ただし、政府としては原子力の発電割合を50%程度まで高めたいという方針(特に自民党)を持っていました。
原発は大規模に安定的な発電が可能です。
現在の風力や太陽光では、石油に代わるほどの大規模発電は不可能で、風力や太陽光は発電コストも高い
家庭用のソーラーパネルで導入費用は約300万円かかります。
日本はエネルギー資源の99%を輸入に依存しています。
火力発電で必要な石油の産油国はアラブ諸国に集中していて政治的に不安定です。
戦争や紛争でしばしば石油価格は高騰している現在では、エネルギーを石油に依存することはオイルショックの二の舞になる危険性もあります。
その点、ウランの産出国であるオーストラリア・カナダは政治的に安定しており、安定供給が可能とは少しへ理屈なのでしょうか?

②電気代が安くなる
原子力発電を増やすことで電気代が安くなると言われています。
電気代が安くなることは、家計が助かるだけでなく、大量の電気が必要な工場の運転コストが下がり、日本の経済競争力を高めることにつながります。
また、原発は少量のウランから大量のエネルギーを得られるため、エネルギー効率が良く、ウラン燃料を一度、原子炉に入れれば、一年以上交換なしに発電可能です。
通商産業省資源エネルギー庁による1kWhあたりの発電コストの試算て゜は、原子力 5.9円、石炭火力 6.5円、石油火力10.2円、水力 13.6円 となり、原発の発電コストは石油火力の約半額です。
ただし、この金額には放射性廃棄物の処分費用や管理費用は含まれていません。
これを含めるとどっちが安いのかは疑問になります。

③地球温暖化防止
二酸化炭素を排出しないため、地球温暖化防止に役立ちます。
二酸化炭素だけでなく、窒素酸化物(NOx)や硫黄酸化物(SOx)も排出しないので、欧米各国でも近年、原発を再評価する動きがありましたが、今回の福島第1原発の事故でその評価はどうでしょうか?

④過疎地域の経済対策
原子力発電所の建設によって、過疎地域の経済対策にはなると思います。
地方の過疎地域には、仕事先がなく、若者の多くが都会へ出て行ってしまうのが現状です。
こんな過疎地域に原発を建設することで、建設業や原発関連の仕事で働くことができ、また、原発を受け入れた自治体には、国や電力会社から数千万円の補助金が支給されるので、地方財政も潤うことになります。
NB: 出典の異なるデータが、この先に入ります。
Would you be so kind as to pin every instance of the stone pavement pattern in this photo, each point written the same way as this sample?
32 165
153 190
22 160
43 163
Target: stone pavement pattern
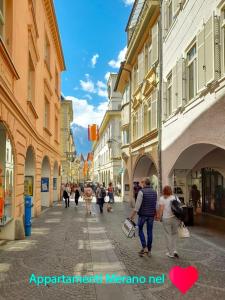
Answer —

こうしてみると、利点より問題点の方が明らかに多くなります。
こんなに問題点が多いのならもういらないと思ってしまいます。
でも、日本ではもう造ってしまっています。
これをどうするかという問題と、この原発に変わる電力をどうするかという問題を考えなくてはなりません。
これについては、また改めて考えてみたいと思います。